Python implementation of Automated Problem Identification: https://arxiv.org/abs/1707.00703
Part of Automated Machine Learning 2019/20 at Leiden University
Gideon Hanse, Yichao Li and Jaco Tetteroo
- python >= 3.6
- tensorflow >= 2.0
- numpy
- sklearn
- pandas
- matplotlib
- pydot
Note: for those with access to the LIACS DSLab, a virtual environment with these prerequisites is available:
source /data/s2372029/aml-venv/bin/activate
All scripts in this repository are intended to be ran from the root directory: /API
Most scripts will import from /API/Project; this should work out of the box, but if import errors are encountered, try adding this manually to PYTHONPATH
python Project/GA.py Runs the API algorithm for Boston Housing for 5 generations only, with a small population of 10; and random search with a pool of 20 chromosomes. python Project/GA_adjusted.py Runs the adjusted algorithm for Boston Housing for 5 generations only, with a small population of 10. python Project/RandomForest.py Runs the random forest model for all datasets.

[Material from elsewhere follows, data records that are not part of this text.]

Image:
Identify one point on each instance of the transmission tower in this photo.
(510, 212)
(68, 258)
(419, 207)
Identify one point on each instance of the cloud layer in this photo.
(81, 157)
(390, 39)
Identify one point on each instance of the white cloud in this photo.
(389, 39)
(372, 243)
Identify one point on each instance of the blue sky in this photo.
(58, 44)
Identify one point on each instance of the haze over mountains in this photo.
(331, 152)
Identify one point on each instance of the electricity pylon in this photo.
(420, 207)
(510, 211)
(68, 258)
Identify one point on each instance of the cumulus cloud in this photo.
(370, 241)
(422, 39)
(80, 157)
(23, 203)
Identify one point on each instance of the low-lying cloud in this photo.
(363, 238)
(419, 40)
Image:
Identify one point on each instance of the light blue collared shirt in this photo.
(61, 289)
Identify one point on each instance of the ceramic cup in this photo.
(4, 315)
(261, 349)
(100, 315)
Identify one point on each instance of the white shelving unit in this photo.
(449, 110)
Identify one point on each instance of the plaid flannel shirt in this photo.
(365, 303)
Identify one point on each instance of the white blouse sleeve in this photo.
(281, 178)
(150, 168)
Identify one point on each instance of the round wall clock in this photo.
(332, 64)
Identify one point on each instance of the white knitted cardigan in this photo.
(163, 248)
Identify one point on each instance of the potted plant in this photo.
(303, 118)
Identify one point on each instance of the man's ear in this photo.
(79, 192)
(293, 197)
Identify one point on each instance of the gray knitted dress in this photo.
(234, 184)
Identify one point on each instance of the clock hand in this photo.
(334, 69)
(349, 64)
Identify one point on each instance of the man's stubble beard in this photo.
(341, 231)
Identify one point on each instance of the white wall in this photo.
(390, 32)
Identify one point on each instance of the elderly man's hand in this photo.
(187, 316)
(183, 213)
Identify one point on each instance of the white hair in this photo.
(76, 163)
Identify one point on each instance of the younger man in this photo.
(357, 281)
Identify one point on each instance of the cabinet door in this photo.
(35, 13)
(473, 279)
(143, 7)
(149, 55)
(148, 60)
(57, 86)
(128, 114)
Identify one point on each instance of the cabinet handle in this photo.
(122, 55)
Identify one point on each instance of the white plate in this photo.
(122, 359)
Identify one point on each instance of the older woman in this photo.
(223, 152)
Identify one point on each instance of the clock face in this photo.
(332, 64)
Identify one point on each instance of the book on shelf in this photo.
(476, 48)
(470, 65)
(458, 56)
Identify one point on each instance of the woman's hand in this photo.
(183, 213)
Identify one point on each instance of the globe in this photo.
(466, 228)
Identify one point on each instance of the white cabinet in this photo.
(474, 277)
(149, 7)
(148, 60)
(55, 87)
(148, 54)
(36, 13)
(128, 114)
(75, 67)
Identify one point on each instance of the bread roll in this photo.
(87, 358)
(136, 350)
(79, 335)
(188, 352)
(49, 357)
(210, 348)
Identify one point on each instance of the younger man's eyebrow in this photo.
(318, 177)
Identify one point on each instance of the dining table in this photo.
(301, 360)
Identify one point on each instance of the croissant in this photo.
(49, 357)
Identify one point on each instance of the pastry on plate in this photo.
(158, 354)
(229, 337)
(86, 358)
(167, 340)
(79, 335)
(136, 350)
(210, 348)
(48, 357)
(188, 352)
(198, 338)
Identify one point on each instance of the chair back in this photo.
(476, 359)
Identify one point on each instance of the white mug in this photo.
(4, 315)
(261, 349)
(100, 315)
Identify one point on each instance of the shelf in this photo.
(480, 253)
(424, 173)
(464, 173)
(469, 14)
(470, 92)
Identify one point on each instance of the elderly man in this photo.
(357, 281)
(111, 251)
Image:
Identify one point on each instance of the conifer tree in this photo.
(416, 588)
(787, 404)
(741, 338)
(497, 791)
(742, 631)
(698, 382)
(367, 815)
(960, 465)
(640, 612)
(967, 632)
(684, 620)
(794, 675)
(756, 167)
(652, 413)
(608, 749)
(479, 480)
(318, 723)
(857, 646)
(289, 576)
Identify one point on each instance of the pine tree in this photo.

API Paper Published paper for the API algorithm, this is kept in the root directory /Project Contains all python scripts GA.py Our implementation of the API algorithm as described in the paper. GA_adjusted.py API algorithm with modified genetic operations RandomForest.py Contains the random forest model. preproc.py Preprocessing script that populated /processed_data. The original datasets are not include in this repository; please download these to /Project/datasets if you wish to repopulated /processed_data by running this script. /result_scripts Contains python scripts that were used to generate GA results over 20 runs; provided for reference, will take a long time to run. plot_results.py contains functions for extracting and plotting the results. /*res Result folders containing pickled results.